Publié par AFP le Samedi 9 Février 2013 à 19h06 - CAN 2013, Sports

Le sélectionneur des Etalons du Burkina-Faso, a considéré comme une victoire d'avance le fait de voir ses joueurs jouer la finale de la CAN 2013 en Afrique du Sud, contre le Nigéria.

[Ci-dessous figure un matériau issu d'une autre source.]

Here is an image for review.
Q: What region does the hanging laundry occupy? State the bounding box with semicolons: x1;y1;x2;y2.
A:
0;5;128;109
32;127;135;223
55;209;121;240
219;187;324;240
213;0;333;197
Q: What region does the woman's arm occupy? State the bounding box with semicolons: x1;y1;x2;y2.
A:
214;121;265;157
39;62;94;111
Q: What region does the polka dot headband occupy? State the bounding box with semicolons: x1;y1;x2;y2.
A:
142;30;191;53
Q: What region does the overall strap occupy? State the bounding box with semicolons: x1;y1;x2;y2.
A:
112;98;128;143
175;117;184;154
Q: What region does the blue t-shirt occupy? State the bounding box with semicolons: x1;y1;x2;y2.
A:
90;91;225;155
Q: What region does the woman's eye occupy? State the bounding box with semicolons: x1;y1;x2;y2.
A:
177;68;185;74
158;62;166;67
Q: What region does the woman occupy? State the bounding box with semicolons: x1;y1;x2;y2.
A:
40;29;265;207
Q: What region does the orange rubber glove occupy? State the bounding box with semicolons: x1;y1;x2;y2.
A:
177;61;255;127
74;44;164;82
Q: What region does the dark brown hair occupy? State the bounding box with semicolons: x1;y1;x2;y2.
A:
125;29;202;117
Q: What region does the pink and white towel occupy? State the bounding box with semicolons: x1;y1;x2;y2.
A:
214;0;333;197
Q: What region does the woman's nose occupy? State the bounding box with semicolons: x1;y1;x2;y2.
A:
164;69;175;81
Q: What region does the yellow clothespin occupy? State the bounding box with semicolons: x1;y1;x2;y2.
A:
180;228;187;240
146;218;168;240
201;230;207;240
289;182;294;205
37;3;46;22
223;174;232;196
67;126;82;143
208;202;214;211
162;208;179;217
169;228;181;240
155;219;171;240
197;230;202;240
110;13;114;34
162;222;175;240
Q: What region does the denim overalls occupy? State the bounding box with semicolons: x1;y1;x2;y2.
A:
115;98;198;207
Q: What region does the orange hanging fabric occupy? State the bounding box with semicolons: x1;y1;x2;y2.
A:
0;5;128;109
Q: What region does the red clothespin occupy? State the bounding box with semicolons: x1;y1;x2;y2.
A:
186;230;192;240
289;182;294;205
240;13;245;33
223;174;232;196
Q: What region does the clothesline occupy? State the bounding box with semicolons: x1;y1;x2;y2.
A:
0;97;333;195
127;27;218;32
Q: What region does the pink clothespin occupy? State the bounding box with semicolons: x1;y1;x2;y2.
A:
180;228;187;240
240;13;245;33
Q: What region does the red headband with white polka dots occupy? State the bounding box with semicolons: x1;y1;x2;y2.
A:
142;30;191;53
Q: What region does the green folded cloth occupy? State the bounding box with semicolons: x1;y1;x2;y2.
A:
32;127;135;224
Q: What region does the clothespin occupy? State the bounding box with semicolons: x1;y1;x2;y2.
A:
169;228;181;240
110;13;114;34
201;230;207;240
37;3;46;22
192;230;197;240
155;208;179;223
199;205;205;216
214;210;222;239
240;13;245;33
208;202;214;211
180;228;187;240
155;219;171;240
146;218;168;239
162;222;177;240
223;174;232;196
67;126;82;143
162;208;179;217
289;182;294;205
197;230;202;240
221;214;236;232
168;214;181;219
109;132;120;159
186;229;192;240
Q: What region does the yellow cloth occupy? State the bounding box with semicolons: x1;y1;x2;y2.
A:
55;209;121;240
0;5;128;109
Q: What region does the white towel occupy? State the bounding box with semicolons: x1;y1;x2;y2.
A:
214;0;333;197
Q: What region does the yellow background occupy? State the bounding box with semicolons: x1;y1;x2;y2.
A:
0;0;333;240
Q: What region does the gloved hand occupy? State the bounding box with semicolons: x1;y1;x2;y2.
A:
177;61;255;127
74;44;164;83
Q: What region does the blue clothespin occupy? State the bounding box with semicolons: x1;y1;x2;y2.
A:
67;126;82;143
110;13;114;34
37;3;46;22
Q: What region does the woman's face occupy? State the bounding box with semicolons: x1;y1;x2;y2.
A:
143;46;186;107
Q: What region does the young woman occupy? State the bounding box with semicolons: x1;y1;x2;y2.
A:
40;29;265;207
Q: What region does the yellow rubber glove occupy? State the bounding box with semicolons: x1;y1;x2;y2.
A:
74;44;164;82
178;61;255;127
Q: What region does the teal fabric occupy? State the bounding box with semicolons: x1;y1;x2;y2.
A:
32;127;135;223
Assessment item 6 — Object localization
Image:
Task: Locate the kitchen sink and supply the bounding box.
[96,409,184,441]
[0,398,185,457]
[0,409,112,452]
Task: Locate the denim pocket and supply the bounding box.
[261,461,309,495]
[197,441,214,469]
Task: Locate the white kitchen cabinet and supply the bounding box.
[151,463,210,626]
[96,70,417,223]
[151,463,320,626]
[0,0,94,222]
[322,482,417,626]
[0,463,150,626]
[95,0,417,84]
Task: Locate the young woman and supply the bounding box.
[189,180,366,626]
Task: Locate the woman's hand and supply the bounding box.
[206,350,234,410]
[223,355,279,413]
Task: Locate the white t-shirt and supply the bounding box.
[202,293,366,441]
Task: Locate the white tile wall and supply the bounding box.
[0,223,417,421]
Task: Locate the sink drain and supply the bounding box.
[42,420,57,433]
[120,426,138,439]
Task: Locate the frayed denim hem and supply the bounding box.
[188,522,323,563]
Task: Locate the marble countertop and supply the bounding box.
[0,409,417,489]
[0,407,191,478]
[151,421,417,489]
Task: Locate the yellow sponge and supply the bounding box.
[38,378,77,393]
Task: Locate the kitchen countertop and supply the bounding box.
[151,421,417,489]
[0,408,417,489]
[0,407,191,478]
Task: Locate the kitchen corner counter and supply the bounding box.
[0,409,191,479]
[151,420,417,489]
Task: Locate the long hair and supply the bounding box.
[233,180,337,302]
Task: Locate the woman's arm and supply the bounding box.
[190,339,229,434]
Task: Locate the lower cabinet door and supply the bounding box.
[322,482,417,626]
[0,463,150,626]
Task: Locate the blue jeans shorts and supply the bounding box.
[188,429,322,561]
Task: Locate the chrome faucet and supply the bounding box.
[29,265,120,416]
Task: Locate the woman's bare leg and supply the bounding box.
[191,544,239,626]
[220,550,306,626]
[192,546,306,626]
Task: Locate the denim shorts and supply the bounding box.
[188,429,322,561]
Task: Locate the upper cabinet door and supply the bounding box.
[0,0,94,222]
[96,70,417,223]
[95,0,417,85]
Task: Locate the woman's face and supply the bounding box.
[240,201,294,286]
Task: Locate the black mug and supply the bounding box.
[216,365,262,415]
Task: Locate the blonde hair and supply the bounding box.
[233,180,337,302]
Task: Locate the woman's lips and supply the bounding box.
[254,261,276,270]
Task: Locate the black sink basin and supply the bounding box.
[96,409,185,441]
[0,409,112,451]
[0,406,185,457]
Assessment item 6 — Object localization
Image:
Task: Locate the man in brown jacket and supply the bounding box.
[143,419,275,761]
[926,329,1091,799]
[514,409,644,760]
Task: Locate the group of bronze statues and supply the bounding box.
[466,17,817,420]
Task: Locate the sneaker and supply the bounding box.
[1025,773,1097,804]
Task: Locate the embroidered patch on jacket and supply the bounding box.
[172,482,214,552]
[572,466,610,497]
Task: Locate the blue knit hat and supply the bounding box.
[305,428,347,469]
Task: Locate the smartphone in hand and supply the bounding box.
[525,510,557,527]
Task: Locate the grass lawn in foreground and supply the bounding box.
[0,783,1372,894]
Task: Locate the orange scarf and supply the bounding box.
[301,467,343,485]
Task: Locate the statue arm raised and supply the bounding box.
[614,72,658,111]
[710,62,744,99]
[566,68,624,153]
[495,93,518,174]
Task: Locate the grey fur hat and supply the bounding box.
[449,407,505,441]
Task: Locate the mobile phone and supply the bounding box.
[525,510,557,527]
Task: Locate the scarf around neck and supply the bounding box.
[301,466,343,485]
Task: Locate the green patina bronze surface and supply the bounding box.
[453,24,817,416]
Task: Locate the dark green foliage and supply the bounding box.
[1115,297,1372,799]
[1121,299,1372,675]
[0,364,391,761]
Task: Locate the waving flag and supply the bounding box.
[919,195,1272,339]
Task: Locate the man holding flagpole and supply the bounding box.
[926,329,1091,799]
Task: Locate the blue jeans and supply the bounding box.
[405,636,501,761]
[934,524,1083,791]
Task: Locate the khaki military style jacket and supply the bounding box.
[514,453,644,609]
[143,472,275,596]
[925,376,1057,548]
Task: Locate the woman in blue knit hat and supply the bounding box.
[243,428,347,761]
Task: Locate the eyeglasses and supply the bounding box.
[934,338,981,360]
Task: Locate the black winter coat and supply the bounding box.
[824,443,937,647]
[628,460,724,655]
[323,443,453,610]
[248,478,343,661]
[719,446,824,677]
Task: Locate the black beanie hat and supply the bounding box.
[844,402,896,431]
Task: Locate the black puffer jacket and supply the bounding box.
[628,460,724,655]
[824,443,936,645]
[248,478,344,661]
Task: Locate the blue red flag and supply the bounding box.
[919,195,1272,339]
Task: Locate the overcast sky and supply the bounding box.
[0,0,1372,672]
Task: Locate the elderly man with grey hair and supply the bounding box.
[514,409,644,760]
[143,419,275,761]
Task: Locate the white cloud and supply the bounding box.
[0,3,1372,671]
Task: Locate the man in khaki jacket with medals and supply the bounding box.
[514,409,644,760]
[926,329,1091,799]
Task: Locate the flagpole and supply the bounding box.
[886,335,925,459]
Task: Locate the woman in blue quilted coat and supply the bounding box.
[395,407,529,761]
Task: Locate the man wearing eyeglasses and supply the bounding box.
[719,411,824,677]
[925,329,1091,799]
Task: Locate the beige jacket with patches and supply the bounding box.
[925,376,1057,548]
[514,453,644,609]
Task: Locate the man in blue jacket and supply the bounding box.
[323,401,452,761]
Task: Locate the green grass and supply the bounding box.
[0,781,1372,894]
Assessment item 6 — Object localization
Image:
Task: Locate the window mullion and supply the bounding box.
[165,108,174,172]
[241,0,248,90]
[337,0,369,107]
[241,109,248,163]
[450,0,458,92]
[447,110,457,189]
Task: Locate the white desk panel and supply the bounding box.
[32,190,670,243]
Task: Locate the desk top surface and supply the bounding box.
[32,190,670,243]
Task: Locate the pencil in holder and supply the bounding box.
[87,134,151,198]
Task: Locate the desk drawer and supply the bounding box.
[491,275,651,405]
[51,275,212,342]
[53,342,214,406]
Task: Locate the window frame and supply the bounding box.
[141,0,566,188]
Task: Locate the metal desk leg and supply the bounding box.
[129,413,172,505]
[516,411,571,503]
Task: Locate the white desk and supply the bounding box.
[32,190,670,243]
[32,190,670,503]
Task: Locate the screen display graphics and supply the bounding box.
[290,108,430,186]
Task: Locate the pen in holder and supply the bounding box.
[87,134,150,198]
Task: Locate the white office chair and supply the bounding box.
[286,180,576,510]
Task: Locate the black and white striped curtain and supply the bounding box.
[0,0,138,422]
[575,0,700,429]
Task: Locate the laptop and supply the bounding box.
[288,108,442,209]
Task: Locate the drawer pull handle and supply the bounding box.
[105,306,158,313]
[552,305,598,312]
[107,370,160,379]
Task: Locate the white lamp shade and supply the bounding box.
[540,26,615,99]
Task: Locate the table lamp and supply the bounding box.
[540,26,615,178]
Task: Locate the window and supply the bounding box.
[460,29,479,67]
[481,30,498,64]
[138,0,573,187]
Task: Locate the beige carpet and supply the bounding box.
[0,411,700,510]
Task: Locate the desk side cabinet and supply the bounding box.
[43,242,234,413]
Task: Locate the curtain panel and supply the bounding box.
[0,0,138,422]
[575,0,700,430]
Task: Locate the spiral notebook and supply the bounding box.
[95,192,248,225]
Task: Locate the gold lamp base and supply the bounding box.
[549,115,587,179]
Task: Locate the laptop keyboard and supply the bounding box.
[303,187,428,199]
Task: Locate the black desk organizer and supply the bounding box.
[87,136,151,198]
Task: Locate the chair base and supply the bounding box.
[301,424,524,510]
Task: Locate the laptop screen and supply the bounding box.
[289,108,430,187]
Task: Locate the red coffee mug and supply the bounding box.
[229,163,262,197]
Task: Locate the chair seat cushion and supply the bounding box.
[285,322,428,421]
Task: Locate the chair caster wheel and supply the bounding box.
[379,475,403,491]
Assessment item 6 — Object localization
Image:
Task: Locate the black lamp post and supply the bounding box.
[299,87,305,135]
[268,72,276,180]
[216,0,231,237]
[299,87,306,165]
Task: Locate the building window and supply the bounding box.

crédit: Themba Hadebe - AP - SIPA
Nelspruit, Afrique du Sud, 25 janvier 2013. Paul Put entraîneur du Burkina Faso, lors du match Ethiopie vs Burkina Faso de la Coupe d'Afrique des Nations
 

Q: Etes-vous prêts malgré les désagréments, comme les heures passées à l'aéroport de Nelspruit jeudi ?

 

R: "C'est difficile à dire. On va voir, on va s'entraîner 30 minutes. On a fait un check-up, mais hier (vendredi) à l'entraînement, c'est vrai que tout le monde avait les jambes lourdes. Ce n'était pas bien qu'on soit resté à l'aéroport pendant 10 heures".

 

Q: Etes-vous content d'être toujours perçu comme l'outsider ?

 

R: "Bien sûr. On va affronter la plus grande nation de football d'Afrique, avec beaucoup de grands joueurs. On est des outsiders, et c'est déjà une victoire de jouer la finale à Johannesburg, parce que personne n'y croyait. Quand je suis venu, j'avais confiance dans ce groupe. On a essayé de créer un bon esprit, on a travaillé au niveau de l'attaque et de la circulation du ballon. Les joueurs sont à l'aise avec le système et la manière de faire les entraînements. Il faut dire aussi qu'on a de bons joueurs au Burkina. Ils ont montré qu'ils avaient volonté et esprit".

 

Q: Est-ce un avantage d'avoir déjà rencontré le Nigeria et sa force offensive au premier tour ?

 

R: "On a vu de grands progrès dans l'équipe du Nigeria, mais aussi du côté du Burkina, on a gagné beaucoup de maturité, et aussi au niveau de la confiance. On ne peut pas comparer avec le premier match. Le Ghana et la Zambie aussi avaient une attaque très forte. C'est à nous d'être bien concentrés et organisés, comme on l'a déjà fait. Le Nigeria a de très grands joueurs, mais le Burkina a montré quelque chose dans ce tournoi, et demain (dimanche) on verra".